BESM (БЭСМ) is the name of a series of Soviet mainframe computers built in 1950-1960s. The name is an acronym for "Bolshaya Elektronno-Schetnaya Mashina" ("Большая Электронно-Счётная Машина"), literally "Large Electronically Computing Machine". The series began as a successor to MESM ("Malaya Elektronno-Schetnaya Mashina", "Small Electronically Computing Machine"). MESM was built between 1948 and 1951 and was one of the first electronic computers produced in the continental Europe.
The BESM series included six models.
BESM-1, originally referred to as simply the BESM or BESM AN ("BESM Akademii Nauk", BESM of the Academy of Sciences), was completed in 1952. Only one BESM-1 machine was built. The machine used approximately 5,000 vacuum tubes. At the time of completion, it was the fastest computer in Europe. The floating point numbers were represented as 39-bit words: 32 bits for the numeric part, 1 bit for sign, and 1 + 5 bits for the exponent. It was capable of representing numbers in the range 10−9 – 1010. BESM-1 had 1024 words of read/write memory using ferrite cores, and 1024 words of read-only memory based on semiconducting diodes. It also had external storage: 4 magnetic tape units of 30,000 words each, and fast magnetic drum storage with a capacity of 5120 words and an access rate of 800 words/second. The computer was capable of performing 8–10 KFlops. The energy consumption was approximately 30 kW, not accounting for the cooling systems.

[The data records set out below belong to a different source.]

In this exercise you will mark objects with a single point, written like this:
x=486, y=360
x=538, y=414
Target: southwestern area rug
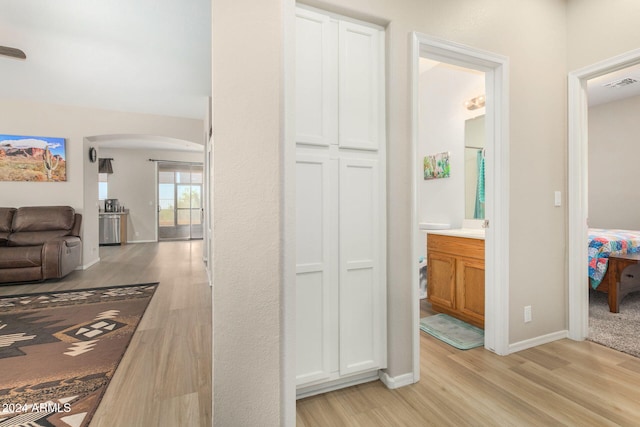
x=59, y=350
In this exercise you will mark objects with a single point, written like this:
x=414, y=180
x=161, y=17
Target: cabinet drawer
x=459, y=246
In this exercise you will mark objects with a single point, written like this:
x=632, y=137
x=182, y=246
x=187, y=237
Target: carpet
x=616, y=330
x=453, y=331
x=59, y=350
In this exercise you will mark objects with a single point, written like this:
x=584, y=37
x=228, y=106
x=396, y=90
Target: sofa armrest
x=60, y=256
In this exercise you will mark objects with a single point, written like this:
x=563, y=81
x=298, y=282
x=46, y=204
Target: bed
x=614, y=263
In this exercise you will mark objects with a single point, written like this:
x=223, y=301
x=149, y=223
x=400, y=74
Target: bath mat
x=453, y=331
x=59, y=350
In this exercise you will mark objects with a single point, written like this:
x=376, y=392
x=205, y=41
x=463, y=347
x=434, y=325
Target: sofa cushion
x=21, y=257
x=6, y=218
x=43, y=218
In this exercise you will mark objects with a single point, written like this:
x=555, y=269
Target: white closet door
x=361, y=88
x=362, y=298
x=316, y=79
x=314, y=338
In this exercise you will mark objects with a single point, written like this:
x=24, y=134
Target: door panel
x=315, y=78
x=313, y=269
x=360, y=88
x=360, y=298
x=179, y=201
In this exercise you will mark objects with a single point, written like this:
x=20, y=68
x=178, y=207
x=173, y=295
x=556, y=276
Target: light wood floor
x=164, y=378
x=563, y=383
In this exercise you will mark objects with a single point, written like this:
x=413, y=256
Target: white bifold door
x=340, y=201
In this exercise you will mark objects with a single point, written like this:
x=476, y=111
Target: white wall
x=19, y=117
x=133, y=183
x=613, y=165
x=248, y=366
x=443, y=90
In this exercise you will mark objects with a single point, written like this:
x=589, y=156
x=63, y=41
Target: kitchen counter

BESM-2 also used vacuum tubes.
BESM-3M and BESM-4 were built using transistors. Their architecture was similar to that of the M-20 and M-220 series. The word size was 45 bits. 30 BESM-4 machines were built.

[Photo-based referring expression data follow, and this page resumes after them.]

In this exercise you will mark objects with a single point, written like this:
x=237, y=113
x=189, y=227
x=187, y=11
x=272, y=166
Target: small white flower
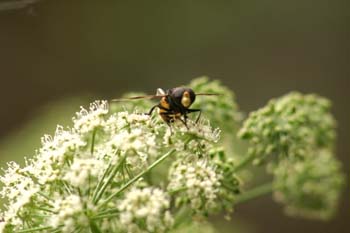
x=149, y=205
x=70, y=214
x=200, y=182
x=87, y=120
x=82, y=170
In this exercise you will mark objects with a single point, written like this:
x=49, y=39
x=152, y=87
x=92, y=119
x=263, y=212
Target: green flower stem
x=93, y=141
x=254, y=193
x=133, y=180
x=102, y=188
x=34, y=229
x=244, y=162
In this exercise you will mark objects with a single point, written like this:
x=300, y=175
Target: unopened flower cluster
x=82, y=179
x=296, y=134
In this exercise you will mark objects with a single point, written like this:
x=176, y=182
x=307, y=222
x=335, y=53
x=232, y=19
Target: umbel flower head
x=99, y=175
x=293, y=125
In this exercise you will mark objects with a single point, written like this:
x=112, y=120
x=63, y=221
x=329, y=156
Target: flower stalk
x=122, y=171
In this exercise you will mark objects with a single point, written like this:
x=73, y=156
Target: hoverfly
x=174, y=104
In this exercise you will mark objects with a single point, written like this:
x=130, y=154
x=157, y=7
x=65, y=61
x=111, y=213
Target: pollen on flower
x=87, y=120
x=70, y=214
x=148, y=205
x=200, y=183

The BESM-6 was arguably the most well-known and influential model of the series designed at the Institute of Precision Mechanics and Computer Engineering. The design was completed in 1966. Production started in 1968 and continued for the following 20 years.
Like its predecessors, the original BESM-6 was transistor-based (however, the version used in the 1980s as a component of the Elbrus supercomputer was built with integrated circuits). The machine's 48-bit processor ran at 10 MHz clock speed and featured two instruction pipelines, separate for the control and arithmetic units, and a data cache of 16 48-bit words. The system achieved performance of 1 MFlops. The fastest supercomputer at the time, the CDC 6600, achieved 3 MFlops utilizing one central and ten peripheral processing units.